The idea began in 2015 after the terrorist attack against a kosher supermarket in Paris, when leaders of the Al Khoei Mosque in Willesden approached local rabbis to create the first sukkah to celebrate the Jewish festival of Sukkot.

This year, Al Manaar Mosque near Grenfell and Idaara Maarif-e-Islam in Birmingham have both put up sukkah booths all week outside their mosques, and are inviting school children and people of all faiths and none to visit these “pop-ups of hope”.

The Al-Khoei Foundation in London created an entirely “kosher” Sukkah booth outside their front door in partnership with the local Jewish community from Brondesbury Park Synagogue for an interfaith breakfast open to everyone.

Likewise Al Manaar, the Muslim Heritage Centre, is constructing its own Sukkah to host an interfaith lunch, while in Birmingham, Idaara Maarif-e-Islam have built a Sukkah on their Mosque grounds to host members from Birmingham Progressive Synagogue and other faith communities for an interfaith lunch. This is the first year that the Mosque has hosted the Jewish community for the festival.

“To build a Sukkah, a little booth with no doors, is to celebrate hospitality and welcome in the stranger,” said Rabbi Natan Levy of Faiths Forum for London said.

“Until the mosque built this shelter of welcome, many members of my community were wary of mosques and steered cleared of them, but the Sukkah is a big embrace, a huge welcome sign. It has made us Jews sit up and take notice. How often can you eat a kosher bagel in a Sukkah at a Mosque and learn from wise rabbis and imams both?”

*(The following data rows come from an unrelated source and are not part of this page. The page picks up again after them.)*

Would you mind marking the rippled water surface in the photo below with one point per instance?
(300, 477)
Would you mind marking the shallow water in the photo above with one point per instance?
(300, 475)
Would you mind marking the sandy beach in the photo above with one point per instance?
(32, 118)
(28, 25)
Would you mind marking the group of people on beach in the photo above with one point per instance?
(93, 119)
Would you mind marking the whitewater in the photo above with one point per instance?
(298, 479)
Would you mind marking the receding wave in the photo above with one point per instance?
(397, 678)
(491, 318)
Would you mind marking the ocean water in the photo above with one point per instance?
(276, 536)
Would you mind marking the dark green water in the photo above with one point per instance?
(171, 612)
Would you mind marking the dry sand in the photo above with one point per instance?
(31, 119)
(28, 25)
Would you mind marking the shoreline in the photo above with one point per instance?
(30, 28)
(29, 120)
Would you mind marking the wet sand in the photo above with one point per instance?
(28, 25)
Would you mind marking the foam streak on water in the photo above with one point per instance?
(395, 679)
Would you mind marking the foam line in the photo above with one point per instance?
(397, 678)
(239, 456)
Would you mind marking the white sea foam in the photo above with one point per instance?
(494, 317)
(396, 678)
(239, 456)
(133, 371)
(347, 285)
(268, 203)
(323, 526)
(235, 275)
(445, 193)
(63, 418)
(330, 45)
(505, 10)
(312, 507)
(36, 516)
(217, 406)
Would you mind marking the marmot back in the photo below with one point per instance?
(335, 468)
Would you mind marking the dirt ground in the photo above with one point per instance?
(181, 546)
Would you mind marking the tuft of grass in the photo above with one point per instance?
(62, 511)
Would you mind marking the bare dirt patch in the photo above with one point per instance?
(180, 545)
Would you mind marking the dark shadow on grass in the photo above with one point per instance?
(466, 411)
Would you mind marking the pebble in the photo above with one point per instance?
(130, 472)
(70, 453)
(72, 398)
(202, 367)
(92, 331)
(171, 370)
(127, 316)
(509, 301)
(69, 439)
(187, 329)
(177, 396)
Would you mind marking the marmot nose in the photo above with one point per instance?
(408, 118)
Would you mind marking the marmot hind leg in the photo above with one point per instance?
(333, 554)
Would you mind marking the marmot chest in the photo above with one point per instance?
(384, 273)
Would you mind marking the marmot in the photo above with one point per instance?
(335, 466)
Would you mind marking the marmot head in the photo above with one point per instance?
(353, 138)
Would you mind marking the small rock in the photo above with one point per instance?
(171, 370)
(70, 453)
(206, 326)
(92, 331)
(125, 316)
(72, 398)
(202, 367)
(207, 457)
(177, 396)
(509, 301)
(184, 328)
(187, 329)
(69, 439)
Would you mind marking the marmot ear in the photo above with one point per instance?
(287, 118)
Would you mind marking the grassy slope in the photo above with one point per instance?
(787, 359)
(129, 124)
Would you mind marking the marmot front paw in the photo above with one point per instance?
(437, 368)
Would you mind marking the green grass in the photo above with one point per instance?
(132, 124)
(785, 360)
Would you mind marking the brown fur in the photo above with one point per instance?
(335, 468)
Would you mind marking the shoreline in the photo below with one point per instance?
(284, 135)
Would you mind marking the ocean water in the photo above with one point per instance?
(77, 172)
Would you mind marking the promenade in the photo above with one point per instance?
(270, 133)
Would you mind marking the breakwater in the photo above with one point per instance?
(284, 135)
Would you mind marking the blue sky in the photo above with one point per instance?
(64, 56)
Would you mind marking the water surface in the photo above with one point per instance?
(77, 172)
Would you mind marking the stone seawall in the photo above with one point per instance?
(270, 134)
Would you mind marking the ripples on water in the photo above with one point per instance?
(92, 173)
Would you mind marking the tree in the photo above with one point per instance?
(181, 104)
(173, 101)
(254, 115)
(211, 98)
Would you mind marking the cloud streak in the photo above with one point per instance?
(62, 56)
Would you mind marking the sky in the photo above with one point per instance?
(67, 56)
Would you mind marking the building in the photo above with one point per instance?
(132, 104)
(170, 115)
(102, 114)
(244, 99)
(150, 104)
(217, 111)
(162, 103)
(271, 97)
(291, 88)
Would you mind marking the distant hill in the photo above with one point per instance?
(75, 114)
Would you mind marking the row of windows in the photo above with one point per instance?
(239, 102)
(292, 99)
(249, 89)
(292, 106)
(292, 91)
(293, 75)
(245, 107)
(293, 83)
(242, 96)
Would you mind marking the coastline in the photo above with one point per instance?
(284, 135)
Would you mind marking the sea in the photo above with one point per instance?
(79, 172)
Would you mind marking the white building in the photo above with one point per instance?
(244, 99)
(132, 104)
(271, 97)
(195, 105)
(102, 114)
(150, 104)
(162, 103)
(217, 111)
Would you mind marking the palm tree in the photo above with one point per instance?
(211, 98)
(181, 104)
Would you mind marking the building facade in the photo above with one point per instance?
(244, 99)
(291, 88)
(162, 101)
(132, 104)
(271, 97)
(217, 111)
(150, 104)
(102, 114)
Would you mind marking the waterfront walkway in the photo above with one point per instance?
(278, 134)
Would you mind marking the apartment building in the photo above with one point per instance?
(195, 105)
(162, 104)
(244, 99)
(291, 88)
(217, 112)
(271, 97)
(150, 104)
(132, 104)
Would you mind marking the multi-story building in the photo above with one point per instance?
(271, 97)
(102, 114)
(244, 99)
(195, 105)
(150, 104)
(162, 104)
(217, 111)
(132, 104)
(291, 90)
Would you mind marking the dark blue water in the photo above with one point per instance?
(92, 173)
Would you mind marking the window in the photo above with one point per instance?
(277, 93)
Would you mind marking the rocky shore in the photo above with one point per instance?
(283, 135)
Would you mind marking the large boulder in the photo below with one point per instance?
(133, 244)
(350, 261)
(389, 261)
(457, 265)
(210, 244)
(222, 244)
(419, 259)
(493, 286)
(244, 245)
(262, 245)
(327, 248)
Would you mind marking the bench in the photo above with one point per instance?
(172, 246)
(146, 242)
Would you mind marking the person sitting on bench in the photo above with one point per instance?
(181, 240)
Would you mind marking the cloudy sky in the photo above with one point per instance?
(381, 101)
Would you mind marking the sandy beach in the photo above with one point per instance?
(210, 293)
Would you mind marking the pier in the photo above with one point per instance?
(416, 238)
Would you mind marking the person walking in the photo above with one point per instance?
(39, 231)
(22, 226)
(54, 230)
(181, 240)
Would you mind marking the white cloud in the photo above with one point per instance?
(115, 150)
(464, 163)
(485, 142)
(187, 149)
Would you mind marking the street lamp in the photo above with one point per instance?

Mustafa Field, director of Faiths Forum for London, said: “With growing concern of anti-Semitism and Islamophobia, it is important to remember that our communities, historically, have always supported each other and will always continue to do so.”

“Sukkot is one of three major festivals for the Jewish community and we are proud to support this initiative to build new relationships and deepen our understanding of religious traditions. We will continue to come closer and work together.”